Kimse dönemlik “soytarılıkların” peşine düşüp, üç/ beş aç göz doymazın çığırtkanlığını yaptığı “Dubai çikolatası, Dubai köftesi” peşinde zaman yitirmek istemiyor; işini yapmak istiyor, yaşamak istiyor, doymak istiyor, gülebilmek istiyor! Neden duyulmuyor, neden çıkarılmak istenen sesler bastırılıyor, neden halkın yaşamı yerine başka başka konular soğutulup/ ısıtılıp önüne getiriliyor?
***
Bu ülkenin yöneticilerinin “öncülü”, bu ülkenin yurttaşı olmamalı mı? Halk borç batağında olduğundan gözünün uyku yüzü görmediği ortada değil mi? “Borç batağında” diyorum!
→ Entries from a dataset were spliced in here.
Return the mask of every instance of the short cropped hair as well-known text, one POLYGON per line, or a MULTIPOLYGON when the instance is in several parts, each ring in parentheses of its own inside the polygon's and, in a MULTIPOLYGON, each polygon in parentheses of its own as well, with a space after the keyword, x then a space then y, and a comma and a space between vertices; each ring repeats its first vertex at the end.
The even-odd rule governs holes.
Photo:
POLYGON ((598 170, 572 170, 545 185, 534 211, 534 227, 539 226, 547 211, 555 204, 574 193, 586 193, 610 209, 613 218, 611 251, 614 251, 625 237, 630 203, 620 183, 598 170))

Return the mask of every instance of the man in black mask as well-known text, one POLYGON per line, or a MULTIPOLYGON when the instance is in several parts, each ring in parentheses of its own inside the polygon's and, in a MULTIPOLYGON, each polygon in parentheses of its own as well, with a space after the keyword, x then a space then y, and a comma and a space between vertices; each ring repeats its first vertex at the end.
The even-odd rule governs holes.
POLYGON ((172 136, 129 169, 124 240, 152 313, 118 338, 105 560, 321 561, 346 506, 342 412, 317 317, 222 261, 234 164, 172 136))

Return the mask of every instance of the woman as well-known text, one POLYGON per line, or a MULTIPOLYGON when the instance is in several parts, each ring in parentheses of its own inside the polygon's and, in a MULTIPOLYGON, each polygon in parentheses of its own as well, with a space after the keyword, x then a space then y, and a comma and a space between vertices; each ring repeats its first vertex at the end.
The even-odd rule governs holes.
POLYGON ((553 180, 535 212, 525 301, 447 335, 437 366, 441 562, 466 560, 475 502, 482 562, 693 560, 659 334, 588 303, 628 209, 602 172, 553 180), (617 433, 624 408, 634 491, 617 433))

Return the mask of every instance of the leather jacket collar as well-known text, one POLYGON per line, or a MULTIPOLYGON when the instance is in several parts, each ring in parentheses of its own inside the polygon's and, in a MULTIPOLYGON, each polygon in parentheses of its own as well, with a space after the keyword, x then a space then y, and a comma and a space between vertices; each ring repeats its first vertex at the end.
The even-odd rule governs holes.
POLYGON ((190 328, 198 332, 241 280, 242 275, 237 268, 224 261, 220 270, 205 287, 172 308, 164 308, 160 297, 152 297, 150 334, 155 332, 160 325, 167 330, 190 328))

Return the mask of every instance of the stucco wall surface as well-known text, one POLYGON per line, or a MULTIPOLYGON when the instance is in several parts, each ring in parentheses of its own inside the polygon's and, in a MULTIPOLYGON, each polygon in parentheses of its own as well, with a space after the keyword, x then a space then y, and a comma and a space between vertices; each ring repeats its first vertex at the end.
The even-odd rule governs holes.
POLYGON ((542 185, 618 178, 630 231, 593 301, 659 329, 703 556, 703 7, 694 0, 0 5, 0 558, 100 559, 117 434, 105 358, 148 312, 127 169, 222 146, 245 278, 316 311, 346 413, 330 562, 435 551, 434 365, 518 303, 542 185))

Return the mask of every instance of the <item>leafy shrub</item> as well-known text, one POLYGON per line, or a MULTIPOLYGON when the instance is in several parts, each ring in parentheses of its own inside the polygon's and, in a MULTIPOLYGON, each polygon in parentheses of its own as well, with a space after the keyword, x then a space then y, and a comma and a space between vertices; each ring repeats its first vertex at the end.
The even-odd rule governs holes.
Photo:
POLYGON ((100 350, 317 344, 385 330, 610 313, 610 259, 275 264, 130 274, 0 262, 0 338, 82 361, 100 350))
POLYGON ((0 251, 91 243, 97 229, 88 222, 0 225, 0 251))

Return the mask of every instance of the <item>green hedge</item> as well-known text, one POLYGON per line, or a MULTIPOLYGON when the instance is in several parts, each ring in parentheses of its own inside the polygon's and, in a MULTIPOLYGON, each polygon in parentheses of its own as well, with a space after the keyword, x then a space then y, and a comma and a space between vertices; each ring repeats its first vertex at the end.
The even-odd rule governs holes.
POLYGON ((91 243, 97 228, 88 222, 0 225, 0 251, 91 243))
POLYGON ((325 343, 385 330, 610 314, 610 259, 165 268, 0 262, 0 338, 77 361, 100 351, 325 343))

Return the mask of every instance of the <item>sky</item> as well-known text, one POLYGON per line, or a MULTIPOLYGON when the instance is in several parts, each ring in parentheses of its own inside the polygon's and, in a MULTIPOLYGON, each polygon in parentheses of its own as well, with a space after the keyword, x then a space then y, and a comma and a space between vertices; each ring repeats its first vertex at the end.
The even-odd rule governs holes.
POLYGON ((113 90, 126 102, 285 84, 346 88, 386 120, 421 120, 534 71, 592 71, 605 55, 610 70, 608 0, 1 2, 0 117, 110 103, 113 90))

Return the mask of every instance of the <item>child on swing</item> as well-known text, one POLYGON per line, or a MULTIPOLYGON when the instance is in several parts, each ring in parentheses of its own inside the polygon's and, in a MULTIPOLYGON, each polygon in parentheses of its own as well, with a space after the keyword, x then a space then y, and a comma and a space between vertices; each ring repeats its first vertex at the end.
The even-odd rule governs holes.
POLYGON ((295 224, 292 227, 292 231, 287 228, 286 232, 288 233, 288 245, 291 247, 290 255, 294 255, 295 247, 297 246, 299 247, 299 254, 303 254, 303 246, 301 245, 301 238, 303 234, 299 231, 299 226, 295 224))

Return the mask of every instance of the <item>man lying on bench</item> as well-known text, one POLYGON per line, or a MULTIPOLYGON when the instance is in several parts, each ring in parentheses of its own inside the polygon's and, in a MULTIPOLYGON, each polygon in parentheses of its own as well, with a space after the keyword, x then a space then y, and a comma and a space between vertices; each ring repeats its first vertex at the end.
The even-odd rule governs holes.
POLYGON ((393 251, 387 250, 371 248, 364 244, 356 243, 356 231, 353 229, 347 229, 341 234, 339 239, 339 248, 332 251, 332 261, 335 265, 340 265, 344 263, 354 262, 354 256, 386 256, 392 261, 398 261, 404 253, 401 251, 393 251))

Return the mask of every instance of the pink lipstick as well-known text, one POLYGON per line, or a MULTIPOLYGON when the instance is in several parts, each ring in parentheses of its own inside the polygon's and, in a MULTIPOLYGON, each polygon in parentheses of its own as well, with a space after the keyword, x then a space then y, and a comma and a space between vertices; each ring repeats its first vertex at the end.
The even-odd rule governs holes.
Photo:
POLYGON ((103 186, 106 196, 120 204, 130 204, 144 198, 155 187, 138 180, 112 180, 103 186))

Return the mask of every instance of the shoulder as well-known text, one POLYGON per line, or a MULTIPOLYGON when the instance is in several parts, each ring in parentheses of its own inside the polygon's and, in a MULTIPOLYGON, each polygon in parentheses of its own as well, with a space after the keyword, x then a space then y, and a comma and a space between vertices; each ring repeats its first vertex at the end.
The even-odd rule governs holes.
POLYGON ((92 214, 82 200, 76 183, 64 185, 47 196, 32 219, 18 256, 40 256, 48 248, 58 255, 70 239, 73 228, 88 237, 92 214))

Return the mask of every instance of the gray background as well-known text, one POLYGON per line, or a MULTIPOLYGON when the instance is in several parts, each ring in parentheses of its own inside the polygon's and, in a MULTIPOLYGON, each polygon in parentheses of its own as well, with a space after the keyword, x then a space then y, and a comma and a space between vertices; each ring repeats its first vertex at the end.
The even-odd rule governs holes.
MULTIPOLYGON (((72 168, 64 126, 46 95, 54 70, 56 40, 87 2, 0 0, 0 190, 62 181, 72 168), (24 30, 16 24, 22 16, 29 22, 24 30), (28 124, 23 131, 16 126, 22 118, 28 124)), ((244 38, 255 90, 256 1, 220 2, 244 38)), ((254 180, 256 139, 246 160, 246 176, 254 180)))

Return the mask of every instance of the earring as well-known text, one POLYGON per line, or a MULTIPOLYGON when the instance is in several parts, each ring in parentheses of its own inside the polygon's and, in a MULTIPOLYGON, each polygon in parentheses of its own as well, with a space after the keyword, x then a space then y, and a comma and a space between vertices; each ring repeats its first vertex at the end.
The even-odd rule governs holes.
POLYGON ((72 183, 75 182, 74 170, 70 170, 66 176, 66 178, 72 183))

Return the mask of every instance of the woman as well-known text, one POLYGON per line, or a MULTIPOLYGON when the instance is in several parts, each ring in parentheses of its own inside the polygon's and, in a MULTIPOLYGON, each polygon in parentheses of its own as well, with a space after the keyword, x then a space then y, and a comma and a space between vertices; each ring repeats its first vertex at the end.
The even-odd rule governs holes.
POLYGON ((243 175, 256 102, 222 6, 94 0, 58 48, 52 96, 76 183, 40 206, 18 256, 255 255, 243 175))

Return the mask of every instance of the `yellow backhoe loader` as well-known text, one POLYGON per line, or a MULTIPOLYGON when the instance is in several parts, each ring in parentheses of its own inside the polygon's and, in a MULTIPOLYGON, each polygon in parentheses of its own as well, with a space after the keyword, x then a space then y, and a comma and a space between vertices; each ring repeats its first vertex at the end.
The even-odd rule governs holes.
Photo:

Borçlanmaktan başka seçenek bırakılmamış ki insanlara; çalışan da, emekli de, çiftçi de, mahalle bakkalı da, küçük esnaf da, üniversite öğrencisi de “bir tür” borçlanarak yaşamlarını sürdürüyor, adına “yaşamak” adı verilirse! Yoksa işkence mi denilmeli, büyüyen kaygılar mı demeli?
Seçimi konuşun, bir avuç denekle yaptırdığınız anketi konuşun, Ortadoğu’yu konuşun, Musk’ı konuşun, banka kasasındaki paranızı konuşun, borsada gerçekleştirdiğiniz oyunları konuşun, “ballı aylık” dağıttıklarınızı konuşun, “orantısız güçle” yaptıklarını konuşun da… Halkı da konuşun; neler yaptığını/ nasıl doyduğunu/ nasıl kaygılandığını/ nasıl acılandığını/ nasıl sabahladığını da… Uzak ya da yakın zamanda yapılacak “seçimde” halkın kapısını “koltuk sevdalarınız” yüzünde “siz” çalacaksınız!